Can we expect the same to happen this year? Can we expect a further budget cut? Will people be asked to shake the money tree again?
We are waiting for the budget to be delivered next week or the week after. I have not had sight of the budget.
Have you been scrapping and fighting on behalf of the service that you manage and saying that you will not accept a cut like that again this year?
The budget will be delivered next week or the week after.
In its submission, NHS Health Scotland claims that three out of four people with significant mental health problems are not getting the treatment that they need. We have found that that evidence does not refer to Scotland. The way in which it was presented was disappointing—although that may have been to do with how I and some of my colleagues interpreted it.
Do we know the figures for Scotland? How many people with a significant mental illness are being treated and how many are not being treated? Is three out of four way off the mark?
In mental health, it is very difficult to try to work out prevalences and incidences, because mental health—the spectrum from mental wellbeing to illness—
People seem to be doing it elsewhere. Are we doing it?
The best information that we have is from the Scottish health survey. We know that, at any time, about 16 per cent of the population has a mental health disorder, but that includes minor disorders that primary care would manage, as well as more serious mental disorders.

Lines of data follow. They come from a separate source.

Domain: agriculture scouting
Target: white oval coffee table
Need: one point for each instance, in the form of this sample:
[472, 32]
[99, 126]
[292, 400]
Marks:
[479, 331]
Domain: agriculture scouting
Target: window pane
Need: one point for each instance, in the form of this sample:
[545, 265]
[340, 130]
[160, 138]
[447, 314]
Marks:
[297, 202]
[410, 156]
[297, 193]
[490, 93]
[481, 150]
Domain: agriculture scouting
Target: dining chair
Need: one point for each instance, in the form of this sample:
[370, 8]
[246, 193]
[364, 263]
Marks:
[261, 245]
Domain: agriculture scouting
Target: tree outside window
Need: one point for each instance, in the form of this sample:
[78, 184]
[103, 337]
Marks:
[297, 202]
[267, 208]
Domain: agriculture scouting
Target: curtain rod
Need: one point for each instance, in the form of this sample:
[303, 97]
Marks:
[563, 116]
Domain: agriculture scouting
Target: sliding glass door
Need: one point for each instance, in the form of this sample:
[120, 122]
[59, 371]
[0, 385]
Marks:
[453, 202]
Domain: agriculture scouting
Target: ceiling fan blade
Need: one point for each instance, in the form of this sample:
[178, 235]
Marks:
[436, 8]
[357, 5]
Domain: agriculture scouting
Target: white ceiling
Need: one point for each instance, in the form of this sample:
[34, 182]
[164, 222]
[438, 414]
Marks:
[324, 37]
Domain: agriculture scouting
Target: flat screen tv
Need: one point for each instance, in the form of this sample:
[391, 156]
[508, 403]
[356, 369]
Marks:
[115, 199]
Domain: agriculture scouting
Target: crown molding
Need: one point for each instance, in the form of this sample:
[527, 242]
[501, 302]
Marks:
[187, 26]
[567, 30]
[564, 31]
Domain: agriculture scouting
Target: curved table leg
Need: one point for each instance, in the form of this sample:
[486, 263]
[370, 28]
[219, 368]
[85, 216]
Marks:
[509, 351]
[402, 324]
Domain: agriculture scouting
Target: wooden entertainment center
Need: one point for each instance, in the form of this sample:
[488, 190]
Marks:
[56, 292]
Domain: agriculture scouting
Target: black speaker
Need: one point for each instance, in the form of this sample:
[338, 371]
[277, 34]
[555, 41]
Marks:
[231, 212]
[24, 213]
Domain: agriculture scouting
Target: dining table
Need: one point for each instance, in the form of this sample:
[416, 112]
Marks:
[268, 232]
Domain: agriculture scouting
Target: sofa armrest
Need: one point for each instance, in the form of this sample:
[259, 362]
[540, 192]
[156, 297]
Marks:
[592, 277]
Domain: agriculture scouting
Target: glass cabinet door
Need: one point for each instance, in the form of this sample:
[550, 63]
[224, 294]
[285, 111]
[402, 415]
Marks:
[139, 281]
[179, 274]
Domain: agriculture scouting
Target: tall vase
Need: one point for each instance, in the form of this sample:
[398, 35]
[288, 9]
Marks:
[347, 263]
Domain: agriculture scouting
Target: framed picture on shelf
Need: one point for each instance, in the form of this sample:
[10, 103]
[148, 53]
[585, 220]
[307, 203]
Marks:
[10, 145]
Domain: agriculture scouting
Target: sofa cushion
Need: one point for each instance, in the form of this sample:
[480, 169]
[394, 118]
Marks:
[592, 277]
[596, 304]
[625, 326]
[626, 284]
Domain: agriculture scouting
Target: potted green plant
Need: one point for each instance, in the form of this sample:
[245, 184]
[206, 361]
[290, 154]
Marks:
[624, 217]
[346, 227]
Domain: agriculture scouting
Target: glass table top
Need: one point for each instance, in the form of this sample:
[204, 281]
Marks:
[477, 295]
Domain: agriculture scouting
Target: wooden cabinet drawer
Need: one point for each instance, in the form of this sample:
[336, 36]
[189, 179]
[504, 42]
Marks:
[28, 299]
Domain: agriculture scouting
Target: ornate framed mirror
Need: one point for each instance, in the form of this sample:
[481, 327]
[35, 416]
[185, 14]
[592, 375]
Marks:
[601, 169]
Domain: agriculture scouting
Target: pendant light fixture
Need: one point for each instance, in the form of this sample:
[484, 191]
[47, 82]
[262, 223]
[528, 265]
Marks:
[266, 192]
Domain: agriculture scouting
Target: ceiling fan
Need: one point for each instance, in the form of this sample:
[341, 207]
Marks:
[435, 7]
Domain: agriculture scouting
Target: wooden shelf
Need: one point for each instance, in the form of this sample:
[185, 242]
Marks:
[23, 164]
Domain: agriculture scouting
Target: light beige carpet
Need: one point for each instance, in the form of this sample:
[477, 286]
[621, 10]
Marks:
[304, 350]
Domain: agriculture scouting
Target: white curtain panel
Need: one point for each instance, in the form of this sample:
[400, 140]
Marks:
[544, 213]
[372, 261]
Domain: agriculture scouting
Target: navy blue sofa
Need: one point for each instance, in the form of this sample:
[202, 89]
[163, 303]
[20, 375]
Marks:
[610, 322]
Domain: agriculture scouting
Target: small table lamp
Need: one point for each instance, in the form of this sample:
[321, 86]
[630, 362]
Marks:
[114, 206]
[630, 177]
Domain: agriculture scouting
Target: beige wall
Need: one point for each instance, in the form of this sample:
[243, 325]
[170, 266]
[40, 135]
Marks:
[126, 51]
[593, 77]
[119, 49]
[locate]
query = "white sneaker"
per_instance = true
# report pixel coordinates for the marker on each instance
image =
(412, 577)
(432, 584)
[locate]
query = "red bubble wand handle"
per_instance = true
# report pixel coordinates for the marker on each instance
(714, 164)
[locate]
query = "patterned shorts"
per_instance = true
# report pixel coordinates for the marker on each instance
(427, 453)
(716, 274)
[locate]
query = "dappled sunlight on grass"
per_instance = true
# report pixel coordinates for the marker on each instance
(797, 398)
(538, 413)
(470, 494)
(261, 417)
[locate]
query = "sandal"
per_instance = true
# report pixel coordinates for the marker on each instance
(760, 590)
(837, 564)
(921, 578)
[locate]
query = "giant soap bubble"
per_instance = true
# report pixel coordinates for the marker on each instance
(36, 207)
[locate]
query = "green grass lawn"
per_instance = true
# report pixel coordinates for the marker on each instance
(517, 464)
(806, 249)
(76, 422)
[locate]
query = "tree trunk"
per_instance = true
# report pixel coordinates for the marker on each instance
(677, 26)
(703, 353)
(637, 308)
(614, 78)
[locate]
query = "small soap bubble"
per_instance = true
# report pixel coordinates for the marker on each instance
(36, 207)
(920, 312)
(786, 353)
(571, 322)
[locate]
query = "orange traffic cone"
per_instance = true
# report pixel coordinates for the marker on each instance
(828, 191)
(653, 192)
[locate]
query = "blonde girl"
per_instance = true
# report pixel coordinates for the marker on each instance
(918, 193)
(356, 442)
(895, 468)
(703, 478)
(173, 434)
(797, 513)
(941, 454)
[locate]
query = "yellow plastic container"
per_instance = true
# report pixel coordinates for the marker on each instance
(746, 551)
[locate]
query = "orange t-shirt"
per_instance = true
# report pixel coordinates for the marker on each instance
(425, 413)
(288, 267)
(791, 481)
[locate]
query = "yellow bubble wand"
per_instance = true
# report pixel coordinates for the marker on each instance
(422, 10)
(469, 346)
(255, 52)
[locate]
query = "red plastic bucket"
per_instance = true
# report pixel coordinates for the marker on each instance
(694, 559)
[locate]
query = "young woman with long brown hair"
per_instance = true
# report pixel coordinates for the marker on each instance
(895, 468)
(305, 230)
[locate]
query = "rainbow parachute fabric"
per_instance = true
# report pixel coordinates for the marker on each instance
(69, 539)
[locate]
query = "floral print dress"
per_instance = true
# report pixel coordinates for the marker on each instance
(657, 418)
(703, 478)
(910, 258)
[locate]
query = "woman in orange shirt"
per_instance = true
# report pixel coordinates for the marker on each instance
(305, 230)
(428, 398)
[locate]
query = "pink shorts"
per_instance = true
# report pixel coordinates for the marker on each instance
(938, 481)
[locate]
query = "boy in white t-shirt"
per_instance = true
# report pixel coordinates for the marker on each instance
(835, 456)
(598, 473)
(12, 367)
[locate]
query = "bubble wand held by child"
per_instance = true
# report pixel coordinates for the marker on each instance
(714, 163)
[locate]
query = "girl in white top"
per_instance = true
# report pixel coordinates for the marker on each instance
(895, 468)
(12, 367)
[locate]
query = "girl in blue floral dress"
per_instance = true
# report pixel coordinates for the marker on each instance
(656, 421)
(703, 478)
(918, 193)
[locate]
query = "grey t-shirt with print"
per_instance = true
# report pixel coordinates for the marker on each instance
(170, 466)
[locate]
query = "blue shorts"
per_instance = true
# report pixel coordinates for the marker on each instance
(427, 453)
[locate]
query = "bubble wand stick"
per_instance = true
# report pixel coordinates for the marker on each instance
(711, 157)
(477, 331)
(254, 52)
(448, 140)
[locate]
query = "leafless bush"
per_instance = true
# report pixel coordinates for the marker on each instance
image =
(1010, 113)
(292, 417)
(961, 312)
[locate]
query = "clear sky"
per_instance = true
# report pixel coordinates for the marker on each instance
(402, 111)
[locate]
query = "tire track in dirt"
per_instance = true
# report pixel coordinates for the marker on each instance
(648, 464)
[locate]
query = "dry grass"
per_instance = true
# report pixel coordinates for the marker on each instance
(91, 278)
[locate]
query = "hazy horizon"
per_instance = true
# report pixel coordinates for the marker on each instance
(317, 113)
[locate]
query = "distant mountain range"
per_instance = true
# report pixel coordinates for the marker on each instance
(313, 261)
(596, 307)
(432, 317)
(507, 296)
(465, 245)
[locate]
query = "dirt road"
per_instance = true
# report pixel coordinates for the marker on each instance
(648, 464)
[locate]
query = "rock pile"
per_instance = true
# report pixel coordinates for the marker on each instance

Is the term “significant mental illness” used, as it is in the research that I mentioned?
We would not necessarily recognise the significant mental illness figure of 25 per cent. The population prevalence in Scotland of severe mental illness—for example, schizophrenia—is 1 per cent. Only a third of those people are in on-going treatment with services. It is very difficult to identify population need and then to give an exact estimate of how much of that need is being met in primary care or secondary care.
England and Scandinavia seem to have a method to assess that. Is it a standard assessment method?
There are proxy measures, as I said. We know from our questionnaire studies in Scotland that about 15 per cent of the population would meet a level of symptom announcement that suggests that they have a mental health problem.
Early on, when we started the process, NHS Education for Scotland thought that about a third of the population who require psychological therapies were actually accessing them. We have improved our performance against that. Psychological therapies represent such a wide spectrum of treatment that we are comparing apples with oranges. It is difficult to say, across the breadth of all mental health problems, exactly what the penetration of service response is.
Are there internationally recognised comparative data?
There are no data that are any more precise than what I have described.
Could you write to the committee to advise us of what data you have and do some comparative analysis?
Thank you for your attendance today.11:14 Meeting continued in private until 12:02.